A Mirimarit
YO sabía perfectamente, amada, porque me lo habían dicho, en instantes de extrema sinceridad, los inteligentes duendes y fantasmas amistosos que, contigo, habitan mi vetusto castillo de sueños, que mis poemas –en prosa o en verso-, gélidos como las aguas glaciales, vacuos cual el infernal y enano cerebro de los sátrapas, e intrascendentes como los discursos políticos de quienes con su insaciable dipsomanía de riqueza fácil y abundante nos han privado del pan de cada día para mantener incólumes sus privilegios antinaturales. Eran meras parrafadas informes e inorgánicas que ningún mensaje transmitían ni provocaban ninguna emoción, sencillamente porque carecía de talento poético y mis conocimientos gramaticales rayaban en lo rudimentario.
Aún así, cielo mío, ciega de amor por mí y privada de razón por el dardo que Cupido -¡Tan buena gente él!- clavó para siempre en tu corazón, viste en esos párrafos tan mal escritos, por darle algún nombre, valores estéticos de los que realmente carecía, sólo para animarme e impedir que el morbo de la frustración se incrustara en mi vida y se tradujera, sin proponérmelo, en depresión, ese terrible estado de ánimo que nos aleja de la vida y nos acerca a la muerte, como tan sabiamente lo dijera el maestro Arístides Bastidas.
Tú, amada mía, sabes más que nadie, porque estás integrada a mí, que soy una persona extremadamente débil, incapaz, por tanto, de enfrentarme valientemente a nada que afecte mi sanidad.

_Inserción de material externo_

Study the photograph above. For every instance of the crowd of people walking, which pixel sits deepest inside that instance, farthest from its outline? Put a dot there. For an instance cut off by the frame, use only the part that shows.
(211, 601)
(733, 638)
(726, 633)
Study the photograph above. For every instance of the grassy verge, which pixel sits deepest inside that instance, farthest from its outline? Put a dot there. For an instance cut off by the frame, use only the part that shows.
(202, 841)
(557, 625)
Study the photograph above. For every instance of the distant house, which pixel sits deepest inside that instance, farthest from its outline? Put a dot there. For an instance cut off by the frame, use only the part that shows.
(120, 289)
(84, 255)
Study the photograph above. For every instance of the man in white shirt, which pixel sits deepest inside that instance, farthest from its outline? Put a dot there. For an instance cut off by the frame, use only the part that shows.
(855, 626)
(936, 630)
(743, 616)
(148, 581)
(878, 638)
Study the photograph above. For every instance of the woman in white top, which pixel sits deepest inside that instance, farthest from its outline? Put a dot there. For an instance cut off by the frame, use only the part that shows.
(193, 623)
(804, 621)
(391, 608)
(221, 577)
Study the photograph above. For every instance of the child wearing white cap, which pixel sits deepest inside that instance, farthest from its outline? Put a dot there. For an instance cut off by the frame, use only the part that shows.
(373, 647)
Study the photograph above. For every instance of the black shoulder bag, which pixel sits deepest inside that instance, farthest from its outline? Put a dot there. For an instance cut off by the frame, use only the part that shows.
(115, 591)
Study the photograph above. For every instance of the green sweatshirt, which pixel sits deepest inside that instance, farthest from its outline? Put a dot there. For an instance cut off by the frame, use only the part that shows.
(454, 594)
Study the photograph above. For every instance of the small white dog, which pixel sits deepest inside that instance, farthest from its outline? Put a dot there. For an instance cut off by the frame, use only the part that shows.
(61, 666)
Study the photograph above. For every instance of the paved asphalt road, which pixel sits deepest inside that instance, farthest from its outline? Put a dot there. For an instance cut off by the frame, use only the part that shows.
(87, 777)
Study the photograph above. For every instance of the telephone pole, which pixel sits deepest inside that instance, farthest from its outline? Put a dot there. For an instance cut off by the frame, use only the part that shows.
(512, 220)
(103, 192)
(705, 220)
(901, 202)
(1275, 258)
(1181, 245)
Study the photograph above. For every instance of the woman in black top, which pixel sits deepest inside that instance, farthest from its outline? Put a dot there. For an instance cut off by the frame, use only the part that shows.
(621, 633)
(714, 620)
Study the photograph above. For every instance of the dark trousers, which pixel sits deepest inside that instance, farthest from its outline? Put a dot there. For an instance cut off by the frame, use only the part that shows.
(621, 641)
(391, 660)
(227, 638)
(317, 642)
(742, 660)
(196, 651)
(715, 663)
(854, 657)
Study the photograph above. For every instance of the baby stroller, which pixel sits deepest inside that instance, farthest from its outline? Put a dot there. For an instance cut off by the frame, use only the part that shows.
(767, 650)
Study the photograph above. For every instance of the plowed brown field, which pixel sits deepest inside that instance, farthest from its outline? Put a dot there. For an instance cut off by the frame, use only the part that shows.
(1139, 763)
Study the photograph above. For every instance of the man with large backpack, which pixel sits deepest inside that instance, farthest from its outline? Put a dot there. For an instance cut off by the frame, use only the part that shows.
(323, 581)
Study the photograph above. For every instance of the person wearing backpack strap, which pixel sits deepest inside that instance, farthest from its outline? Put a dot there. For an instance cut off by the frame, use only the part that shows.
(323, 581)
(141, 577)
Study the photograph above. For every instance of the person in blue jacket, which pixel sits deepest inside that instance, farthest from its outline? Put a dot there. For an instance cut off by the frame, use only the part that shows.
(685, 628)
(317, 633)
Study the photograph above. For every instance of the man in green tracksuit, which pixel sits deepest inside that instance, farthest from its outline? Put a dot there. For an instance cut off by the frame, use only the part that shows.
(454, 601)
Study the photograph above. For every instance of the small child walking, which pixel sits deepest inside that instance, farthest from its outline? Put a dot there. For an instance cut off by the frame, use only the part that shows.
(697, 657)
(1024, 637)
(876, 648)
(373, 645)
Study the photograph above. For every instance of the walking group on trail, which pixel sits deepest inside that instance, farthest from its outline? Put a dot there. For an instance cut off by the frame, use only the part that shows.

He allí, bien mío, el origen de tu solidaridad mecánica hacia el ser amado, aunque en ella vaya inserta una mentira blanca, que al fin y al cabo me hace feliz, dándome la sensación de que de veras soy poeta, que es lo que ves en mí, puesto que sabes que es lo que quiero ser para cantar mis imaginarias proezas e idealizar tu mirífica belleza.
Y yo me pregunto, amada, ¿Podrá la fuerza de tus elogios obrar el milagro de hacerme aeda, que era el nombre que le daban los griegos al poeta?